Elementary statistics problem 
Suppose that a data set $ \{x_n: n = 1,\dots,N\} $, with $ N = 500,000 $ has average
  \begin{equation}
<x> = \frac{1}{N}\sum\limits_{n=1}^{N}x_n=13.06
\end{equation}
  and root mean square
  \begin{equation}
\sigma = \sqrt{\frac{1}{N}\sum\limits_{n=1}^{N}x_n^2}=13.67
\end{equation}
  Using this information, derive the best upper bound you can, for the number of measurements that are greater than $ 17.1 $.


Intuition says that we should determine such $ k \in \mathbb{N}, l_0 \in \mathbb{R} $ so that exactly k measurements would be equal to $ 17.1 $, and exactly $ N - k $ measurements would be equal to $ l_0 $ (so that $ <x> $ and $ \sigma $ would be as given - obviously, it is very easy). But I can't even prove that $ k $ $ is $ an upper boundary, let alone the best one. can anybody hint, is there a well-known formula for this case?
 A: The one-sided Chebyshev inequality states $$P[X \geq \mu + k\sigma] \leq {{1} \over {1+k^2}} ,$$ where $\sigma$ is the population standard deviation (different from your definition above).
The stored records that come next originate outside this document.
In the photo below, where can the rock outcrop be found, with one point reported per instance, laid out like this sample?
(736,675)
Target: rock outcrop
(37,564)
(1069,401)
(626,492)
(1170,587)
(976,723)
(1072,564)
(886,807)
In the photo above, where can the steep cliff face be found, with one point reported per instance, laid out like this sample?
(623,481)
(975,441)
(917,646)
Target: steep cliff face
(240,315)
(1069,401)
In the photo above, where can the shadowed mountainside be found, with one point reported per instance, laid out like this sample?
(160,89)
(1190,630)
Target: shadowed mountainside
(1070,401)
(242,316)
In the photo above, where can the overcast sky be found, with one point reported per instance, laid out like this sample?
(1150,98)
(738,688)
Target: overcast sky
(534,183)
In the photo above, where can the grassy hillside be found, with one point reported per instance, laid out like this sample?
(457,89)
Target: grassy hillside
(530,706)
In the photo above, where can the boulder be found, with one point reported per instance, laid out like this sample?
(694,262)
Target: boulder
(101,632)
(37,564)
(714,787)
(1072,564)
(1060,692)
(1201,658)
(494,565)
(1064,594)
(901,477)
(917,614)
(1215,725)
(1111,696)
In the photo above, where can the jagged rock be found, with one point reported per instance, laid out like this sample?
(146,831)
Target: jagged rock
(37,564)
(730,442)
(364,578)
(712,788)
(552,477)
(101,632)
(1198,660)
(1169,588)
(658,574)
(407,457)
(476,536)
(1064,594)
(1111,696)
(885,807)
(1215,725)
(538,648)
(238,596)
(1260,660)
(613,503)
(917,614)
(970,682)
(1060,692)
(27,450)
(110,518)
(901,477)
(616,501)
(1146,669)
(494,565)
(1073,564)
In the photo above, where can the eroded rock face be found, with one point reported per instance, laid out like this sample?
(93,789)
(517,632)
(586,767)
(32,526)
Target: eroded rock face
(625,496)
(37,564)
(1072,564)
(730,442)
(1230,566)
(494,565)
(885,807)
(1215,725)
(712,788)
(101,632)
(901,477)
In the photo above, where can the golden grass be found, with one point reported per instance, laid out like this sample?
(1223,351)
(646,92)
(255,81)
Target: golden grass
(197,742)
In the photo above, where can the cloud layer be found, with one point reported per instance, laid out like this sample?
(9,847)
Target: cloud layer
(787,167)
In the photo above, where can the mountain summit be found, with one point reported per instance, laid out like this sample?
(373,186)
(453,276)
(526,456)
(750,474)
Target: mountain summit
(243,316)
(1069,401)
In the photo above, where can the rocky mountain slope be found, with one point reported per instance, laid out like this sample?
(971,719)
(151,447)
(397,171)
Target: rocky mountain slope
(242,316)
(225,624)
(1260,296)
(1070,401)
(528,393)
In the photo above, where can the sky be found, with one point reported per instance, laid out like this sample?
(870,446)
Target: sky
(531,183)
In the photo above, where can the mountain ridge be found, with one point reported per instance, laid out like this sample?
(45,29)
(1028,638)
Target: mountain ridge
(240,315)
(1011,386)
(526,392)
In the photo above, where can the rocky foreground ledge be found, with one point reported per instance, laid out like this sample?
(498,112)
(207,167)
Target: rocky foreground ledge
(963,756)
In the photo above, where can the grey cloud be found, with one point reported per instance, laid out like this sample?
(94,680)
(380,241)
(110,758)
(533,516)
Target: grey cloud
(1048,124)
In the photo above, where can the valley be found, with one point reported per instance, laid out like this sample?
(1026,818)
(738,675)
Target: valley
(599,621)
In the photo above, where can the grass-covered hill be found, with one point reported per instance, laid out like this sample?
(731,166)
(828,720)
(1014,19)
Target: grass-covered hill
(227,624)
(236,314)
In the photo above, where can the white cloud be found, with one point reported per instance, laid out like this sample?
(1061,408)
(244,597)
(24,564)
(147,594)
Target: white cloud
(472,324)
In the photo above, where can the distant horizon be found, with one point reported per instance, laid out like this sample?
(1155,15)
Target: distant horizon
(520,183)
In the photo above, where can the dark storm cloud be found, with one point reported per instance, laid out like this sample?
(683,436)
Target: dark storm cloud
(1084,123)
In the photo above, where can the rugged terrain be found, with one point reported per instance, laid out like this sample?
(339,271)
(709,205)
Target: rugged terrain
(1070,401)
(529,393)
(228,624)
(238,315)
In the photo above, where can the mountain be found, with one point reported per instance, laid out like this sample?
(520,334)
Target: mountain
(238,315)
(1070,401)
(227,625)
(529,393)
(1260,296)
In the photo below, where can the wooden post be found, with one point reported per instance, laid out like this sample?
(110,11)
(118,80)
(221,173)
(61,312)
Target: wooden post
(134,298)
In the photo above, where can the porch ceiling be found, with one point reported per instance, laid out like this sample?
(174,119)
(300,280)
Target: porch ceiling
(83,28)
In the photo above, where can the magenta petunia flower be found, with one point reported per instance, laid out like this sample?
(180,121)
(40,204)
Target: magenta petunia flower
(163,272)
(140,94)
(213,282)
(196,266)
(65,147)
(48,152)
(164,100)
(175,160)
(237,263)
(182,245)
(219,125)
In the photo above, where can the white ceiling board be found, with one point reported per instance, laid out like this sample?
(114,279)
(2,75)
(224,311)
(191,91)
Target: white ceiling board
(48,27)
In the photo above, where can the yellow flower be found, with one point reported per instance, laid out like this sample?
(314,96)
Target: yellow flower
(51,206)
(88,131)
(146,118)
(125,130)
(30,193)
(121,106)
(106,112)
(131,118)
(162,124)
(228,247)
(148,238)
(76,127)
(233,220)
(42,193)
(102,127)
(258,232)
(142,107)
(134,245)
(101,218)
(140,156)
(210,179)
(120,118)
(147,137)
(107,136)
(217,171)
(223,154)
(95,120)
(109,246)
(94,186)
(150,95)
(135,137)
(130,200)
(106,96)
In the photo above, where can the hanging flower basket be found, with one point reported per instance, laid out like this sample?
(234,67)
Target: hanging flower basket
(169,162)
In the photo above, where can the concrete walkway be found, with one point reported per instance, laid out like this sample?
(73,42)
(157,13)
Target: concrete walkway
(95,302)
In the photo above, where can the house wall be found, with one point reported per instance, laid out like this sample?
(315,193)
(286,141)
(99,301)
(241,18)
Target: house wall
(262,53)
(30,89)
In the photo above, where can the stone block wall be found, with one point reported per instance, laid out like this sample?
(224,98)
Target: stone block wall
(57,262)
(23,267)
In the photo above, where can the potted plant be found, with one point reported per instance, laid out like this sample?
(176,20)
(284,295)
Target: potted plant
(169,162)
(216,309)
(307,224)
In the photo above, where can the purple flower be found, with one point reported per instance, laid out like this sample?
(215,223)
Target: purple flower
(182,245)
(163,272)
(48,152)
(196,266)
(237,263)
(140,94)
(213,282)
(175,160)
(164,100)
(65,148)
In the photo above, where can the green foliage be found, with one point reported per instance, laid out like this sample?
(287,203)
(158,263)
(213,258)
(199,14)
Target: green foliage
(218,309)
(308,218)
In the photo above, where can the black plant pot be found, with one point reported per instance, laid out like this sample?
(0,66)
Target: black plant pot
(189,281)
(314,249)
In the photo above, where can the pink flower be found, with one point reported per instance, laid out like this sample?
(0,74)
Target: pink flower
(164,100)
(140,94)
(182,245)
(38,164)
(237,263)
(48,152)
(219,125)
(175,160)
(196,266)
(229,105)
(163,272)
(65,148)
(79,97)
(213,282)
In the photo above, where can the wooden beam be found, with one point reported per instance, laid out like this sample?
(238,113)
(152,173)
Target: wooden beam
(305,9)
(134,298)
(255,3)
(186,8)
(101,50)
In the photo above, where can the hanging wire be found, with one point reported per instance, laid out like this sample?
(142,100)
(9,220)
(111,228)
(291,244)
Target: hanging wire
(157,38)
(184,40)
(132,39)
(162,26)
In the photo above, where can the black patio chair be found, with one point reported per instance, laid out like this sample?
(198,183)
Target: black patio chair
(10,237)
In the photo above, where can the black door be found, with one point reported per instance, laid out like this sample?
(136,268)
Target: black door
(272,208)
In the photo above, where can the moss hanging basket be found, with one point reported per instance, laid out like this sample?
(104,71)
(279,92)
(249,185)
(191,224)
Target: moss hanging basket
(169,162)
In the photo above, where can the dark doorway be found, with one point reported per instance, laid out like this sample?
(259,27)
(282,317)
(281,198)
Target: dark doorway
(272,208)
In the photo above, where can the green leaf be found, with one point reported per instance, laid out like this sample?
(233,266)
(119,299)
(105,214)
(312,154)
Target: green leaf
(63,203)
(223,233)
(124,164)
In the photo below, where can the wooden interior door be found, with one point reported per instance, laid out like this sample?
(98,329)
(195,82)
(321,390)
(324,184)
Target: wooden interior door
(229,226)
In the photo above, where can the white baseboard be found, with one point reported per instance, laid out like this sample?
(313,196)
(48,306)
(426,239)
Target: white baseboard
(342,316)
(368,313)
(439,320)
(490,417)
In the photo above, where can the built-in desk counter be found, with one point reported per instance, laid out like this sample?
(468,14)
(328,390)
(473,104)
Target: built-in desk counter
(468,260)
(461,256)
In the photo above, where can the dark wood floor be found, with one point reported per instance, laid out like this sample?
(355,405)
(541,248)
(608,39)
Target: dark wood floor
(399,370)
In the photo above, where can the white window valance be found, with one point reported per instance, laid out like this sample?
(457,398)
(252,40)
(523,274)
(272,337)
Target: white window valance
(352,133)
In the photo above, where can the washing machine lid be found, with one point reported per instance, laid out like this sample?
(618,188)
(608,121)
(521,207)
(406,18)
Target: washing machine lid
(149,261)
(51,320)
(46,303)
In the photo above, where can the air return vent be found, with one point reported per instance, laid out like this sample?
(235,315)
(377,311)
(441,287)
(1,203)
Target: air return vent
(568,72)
For your data, I find the population standard deviation to be $\sigma \approx 4.04,$ which leads to $k=1.$
Using this in the inequality gives $$P[X \geq \mu + \sigma] =P[X \geq 17.1] \leq {{1} \over {2}}.$$
A: $$
\approx
500,000\
\times\
{1 \over \sqrt{\,2\pi\,}\,\sigma\, }\ \int_{17.1}^{\infty}
\exp\left(-\,{\left\lbrack x - \left\langle x\right\rangle\right\rbrack^{2} \over 2\sigma^{2}}\right)
\,{\rm d}x
$$
assuming that $\displaystyle{\int_{x\ <\ 0} \approx 0}$.
A: While the sample size is large enough that the mean and variance of the sample will behave as a normal distribution due to the Central Limit Theorem, it is not the case that the sample SET behaves as if it were normally distributed, so we are stuck using the Chebyesev-Cantelli inequality as mentioned above.
To flesh out answer 1 a bit more, since the root mean square is 13.67, this means that $E(X^2) = 13.67^2$ so the standard deviation becomes:
$$
\sigma = \sqrt{\sigma^2} = \sqrt{E(X^2) - E(X)^2} \approx \sqrt{13.67^2 - 13.06^2} \approx 4.038
$$
Therefore, as mentioned above the best upper bound without knowing anything more about the shape of the distribution is 50%.